Cory is the Chief Operating Officer at BlueConic, the world’s leading customer data platform.
The new digital currency is no longer bitcoin. It’s data. The frequency and breadth of activities for which consumers use the internet today have produced vast amounts of it. So much so that many of the world’s most popular and disruptive brands have built their business models around this modern commodity.
Leading brands understand that data isn’t something they have a right to own. Rather, it’s something that consumers are willing to give in exchange for value. In fact, one of the biggest misconceptions today is that the internet is free, when in reality, data is the currency that consumers are willing to “pay for” in exchange for the promise of rewards, experiences and products that are tailored to their unique needs and preferences.
For this marketplace to succeed, however, it’s essential that brands deliver on that promise. The more data consumers provide, the more value-filled the experiences should become. But before businesses can analyze and act on data, they need to actually have it. And data collection is rife with challenges and tradeoffs that must be considered and addressed.
Key Data Collection Considerations
While there is any number of challenges associated with data collection, here are six common hurdles:
1. Ubiquity and volume: Rapid digitalization has contributed to an ever-growing volume of data. With so much data available, it should be easy for marketers to pinpoint who their ideal customer is, what they are interested in and how best to deliver value to them. In fact, 53% of marketers say that “you can never have too much data.” But in reality, too much data can lead to analysis paralysis. Furthermore, marketers need to balance how much data they need to be effective with the security and compliance risks that collecting and storing large amounts of data can impose on their business.
2. Accuracy and quality: Decisions are only as good as the quality of the data upon which they are based. That means data must be constantly cleaned and kept up-to-date. Data cleansing can be hard enough when a company manages data collection in-house, but it’s even harder when second- and third-party data sources are added to the mix. Marketers must have an agreed-upon definition of what quality end data looks like, as well as a rigorous plan and process in place to keep it accurate and up-to-date. If not, their resulting decisions will be flawed.
3. Organizational priorities: How data governance is designed can have a significant impact on what can then be done with that data. Who does data go to first? What are the steps in the workflow? Organizational priorities will likely determine how data cascades throughout the organization. If marketing isn’t where it needs to be in the order of operations, effectively using that data to improve engagement and outcomes becomes much more challenging.
4. Privacy and consent: Up until recently, many brands were collecting data without consumers really understanding how they were using it. This all changed with the rise of GDPR in Europe, CCPA in California, and other laws designed to manage privacy and consent. Mitigating risk means complying with privacy regulations and federating consent across marketing technology systems. Since retrofitting privacy and consent is virtually impossible, marketers must build it into their data collection plans from the ground up.
5. Application: Before collecting data, marketers need to think about what they need the data for. Uncertainty about exactly how the data will be used not only leads to a lack of clarity about what’s important but also makes it impossible to effectively use data to improve marketing strategies and business outcomes.

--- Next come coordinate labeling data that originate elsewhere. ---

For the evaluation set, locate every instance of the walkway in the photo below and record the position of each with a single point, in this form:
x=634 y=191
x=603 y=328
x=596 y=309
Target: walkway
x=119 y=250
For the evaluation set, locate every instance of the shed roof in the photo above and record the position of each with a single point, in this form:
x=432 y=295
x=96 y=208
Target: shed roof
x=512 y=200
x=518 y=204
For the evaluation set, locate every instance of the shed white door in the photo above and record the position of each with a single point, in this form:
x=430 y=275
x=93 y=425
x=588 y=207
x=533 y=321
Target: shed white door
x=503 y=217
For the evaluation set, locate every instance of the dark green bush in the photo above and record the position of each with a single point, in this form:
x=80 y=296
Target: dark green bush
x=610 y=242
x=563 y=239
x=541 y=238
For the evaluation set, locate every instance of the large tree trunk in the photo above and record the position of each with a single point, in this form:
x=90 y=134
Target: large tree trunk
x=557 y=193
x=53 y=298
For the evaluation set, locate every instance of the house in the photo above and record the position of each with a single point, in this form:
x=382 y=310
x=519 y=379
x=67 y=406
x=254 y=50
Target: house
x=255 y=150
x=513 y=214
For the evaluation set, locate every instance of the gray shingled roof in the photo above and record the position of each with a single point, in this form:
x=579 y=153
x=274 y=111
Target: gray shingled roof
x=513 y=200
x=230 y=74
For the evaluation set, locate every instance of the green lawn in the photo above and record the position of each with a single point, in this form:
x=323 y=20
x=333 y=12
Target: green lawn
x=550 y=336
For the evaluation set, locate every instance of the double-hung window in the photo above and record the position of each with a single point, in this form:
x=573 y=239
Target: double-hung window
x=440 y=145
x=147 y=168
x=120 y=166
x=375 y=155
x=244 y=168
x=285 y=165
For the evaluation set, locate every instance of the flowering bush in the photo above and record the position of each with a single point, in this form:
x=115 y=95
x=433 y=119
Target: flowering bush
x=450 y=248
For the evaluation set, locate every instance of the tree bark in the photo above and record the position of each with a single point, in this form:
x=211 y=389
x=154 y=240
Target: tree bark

6. The “Monet” effect: The Monet effect refers to anything that looks one way up close but very different from far away. Applied to data, it means that what’s gleaned from it very much depends on one’s perspective. Effective data utilization means marketers need to understand and accept which insights can be extracted from it and which ones can’t.
Deciding How Much Data Is Enough
The majority of brands today collect some amount of data. But the aforementioned challenges associated with data collection can leave many marketers wondering how much data is enough. While the answer is relative, there are several questions marketers can ask themselves to help guide these decisions:
• What answers do you need from your data? While it may sound rudimentary, this question may evoke eight different responses from eight different people. Gaining alignment and agreement on the questions you’re looking to answer upfront can help dictate the amount of data you ultimately need.
• What use cases are driving the need? So many data projects end up in the graveyard of business priorities because no one ever formally established what it was going to be used for. Developing clearly defined use cases can help uncover what data you actually need in order to accomplish your goals.
• What capacity do your data resources have? With data collection often comes a starry-eyed optimism that it will automatically put an organization on a path to better outcomes. To manage it effectively, data collection must be right-sized to the number of people, processes and skillsets an organization has available to it.
• Can you manage it in a risk-mitigating way? Data can’t just be scraped and left to sit on the shelf (or stored in a data warehouse). Ensuring your data collection doesn’t become a liability means determining if having that data is really necessary, and if so, why.
Data collection can introduce new information, but it won’t result in smarter engagement or better outcomes if it’s not managed correctly. By starting with the fundamental questions, you can spot the gaps in the data you have and what data you need to get to those answers. Putting data collection in the context of the words from tennis player Arthur Ashe, “Start where you are, use what you have, do what you can.”